As the primary contests move through the Midwest, Clinton and her campaign have accused Sanders in recent weeks of opposing the auto bailout because he voted against the large financial package even though some money ultimately went to help the car manufacturers. But Sanders had previously voted in favor of a stand-alone bill for the auto bailout that never passed, and he quickly cried foul.
Rewind to 2008, when then-New York Sen. Hillary Clinton argued that one of the reasons she voted in favor of the so-called Wall Street bailout was because “the banks of New York” and “other financial institutions” were some of the biggest winners in the deal.
During an October 2008 interview with a New York radio station, Clinton said the banks would benefit, not other industries or families who lost personal assets in the recession, and that influenced her decision to ultimately vote for the controversial legislation.
WNYC’s anchor Brian Lehrer asked about whether the bailout would result in a large transfer of wealth or jobs from New York to Washington.
“No, I don’t agree with that,” she responded in the interview, which followed the first round of voting on the Troubled Asset Relief Program (TARP). “You can’t possibly staff up the Treasury to that amount. No, look, I think the banks of New York and our other financial institutions are probably the biggest winners in this, which is one of the reasons why in the end, despite my serious questions about it, I supported it.”
The Sanders campaign even tweeted this old Clinton line from the radio archives, which the Republican National Committee resurfaced last week.
From the beginning, Sanders’ underdog campaign has focused significantly on his opposition to the Wall Street bailout.
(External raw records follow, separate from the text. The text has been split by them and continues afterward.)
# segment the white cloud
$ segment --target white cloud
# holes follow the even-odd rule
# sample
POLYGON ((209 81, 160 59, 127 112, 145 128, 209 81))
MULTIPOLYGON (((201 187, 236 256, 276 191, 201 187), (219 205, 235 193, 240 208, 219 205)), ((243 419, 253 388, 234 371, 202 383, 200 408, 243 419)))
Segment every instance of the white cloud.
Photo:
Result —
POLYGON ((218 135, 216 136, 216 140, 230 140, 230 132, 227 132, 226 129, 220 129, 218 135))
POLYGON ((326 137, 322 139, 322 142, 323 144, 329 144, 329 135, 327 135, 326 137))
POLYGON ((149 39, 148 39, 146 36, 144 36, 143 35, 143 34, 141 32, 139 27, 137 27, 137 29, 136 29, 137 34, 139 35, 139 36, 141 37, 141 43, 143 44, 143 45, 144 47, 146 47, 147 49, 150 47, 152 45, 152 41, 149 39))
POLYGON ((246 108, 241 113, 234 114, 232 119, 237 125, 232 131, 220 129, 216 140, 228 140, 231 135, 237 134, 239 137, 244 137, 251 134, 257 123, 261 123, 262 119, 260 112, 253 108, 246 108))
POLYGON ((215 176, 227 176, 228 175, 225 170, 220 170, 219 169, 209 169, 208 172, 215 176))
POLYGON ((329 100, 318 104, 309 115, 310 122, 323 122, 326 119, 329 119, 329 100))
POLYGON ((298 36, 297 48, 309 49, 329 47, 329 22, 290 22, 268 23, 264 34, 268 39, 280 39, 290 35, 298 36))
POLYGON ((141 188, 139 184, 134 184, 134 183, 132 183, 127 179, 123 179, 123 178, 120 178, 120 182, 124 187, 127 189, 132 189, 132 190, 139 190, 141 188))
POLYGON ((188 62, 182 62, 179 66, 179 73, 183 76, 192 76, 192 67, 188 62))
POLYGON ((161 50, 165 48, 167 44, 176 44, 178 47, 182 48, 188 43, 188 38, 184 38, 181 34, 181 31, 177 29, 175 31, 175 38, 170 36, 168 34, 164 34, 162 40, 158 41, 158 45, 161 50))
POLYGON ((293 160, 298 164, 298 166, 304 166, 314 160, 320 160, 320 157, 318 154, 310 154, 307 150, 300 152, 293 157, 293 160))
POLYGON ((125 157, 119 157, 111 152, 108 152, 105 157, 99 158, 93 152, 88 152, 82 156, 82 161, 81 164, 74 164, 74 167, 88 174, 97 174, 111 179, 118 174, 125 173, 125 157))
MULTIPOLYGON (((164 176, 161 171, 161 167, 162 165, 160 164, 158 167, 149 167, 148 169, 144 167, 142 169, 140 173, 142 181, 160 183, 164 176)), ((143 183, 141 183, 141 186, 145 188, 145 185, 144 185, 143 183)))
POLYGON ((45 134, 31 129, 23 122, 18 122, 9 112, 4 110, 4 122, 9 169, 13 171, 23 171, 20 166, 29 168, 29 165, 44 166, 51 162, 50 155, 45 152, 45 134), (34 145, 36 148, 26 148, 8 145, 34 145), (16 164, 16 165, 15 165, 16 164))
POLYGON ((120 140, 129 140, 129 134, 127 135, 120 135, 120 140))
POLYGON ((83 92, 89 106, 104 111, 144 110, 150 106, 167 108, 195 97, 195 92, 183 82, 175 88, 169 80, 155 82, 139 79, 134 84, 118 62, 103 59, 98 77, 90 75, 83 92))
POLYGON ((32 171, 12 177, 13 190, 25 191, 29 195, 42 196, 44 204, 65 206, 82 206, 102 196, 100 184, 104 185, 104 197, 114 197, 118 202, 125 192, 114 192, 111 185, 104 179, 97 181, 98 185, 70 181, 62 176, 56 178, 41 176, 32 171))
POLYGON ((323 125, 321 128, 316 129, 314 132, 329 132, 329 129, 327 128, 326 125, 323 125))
He has said one of the key differences between him and Clinton is that she supported the bank bailout, and, jumping off from those votes, has pointed to her paid speeches at Wall Street firms to imply that she is too cozy with the banking industry.
Back in 2008, Clinton did address her reservations about the bailout bill and said the money needed to be accompanied by new regulations to prevent future crises. “The American people deserve to know that this isn't a blank check,” she wrote at the time in an op-ed piece. “While the need to address the current crisis is clear, I will only support steps that will prevent a widening crisis, tackle the worst kinds of abuse tolerated for too long by the Bush administration, and address the root problems at work.”
Still, Clinton has dramatically ramped up her rhetoric against the banks on the campaign trail this go-around and often says she would use powers designated from financial regulation legislation to pass stricter Wall Street reforms and potentially break up large banks if “they pose a systemic risk.”
“Look what happened in '08, AIG, Lehman brothers an investment bank, helped bring our economy down... I've said, if the big banks don't play by the rules, I will break them up,” she said during a CBS debate in January.
Then during a debate in February, she added, “We’ve got to be prepared to stop these guys if they ever try to use their economic power once again to hurt the economy and to hurt so many Americans.”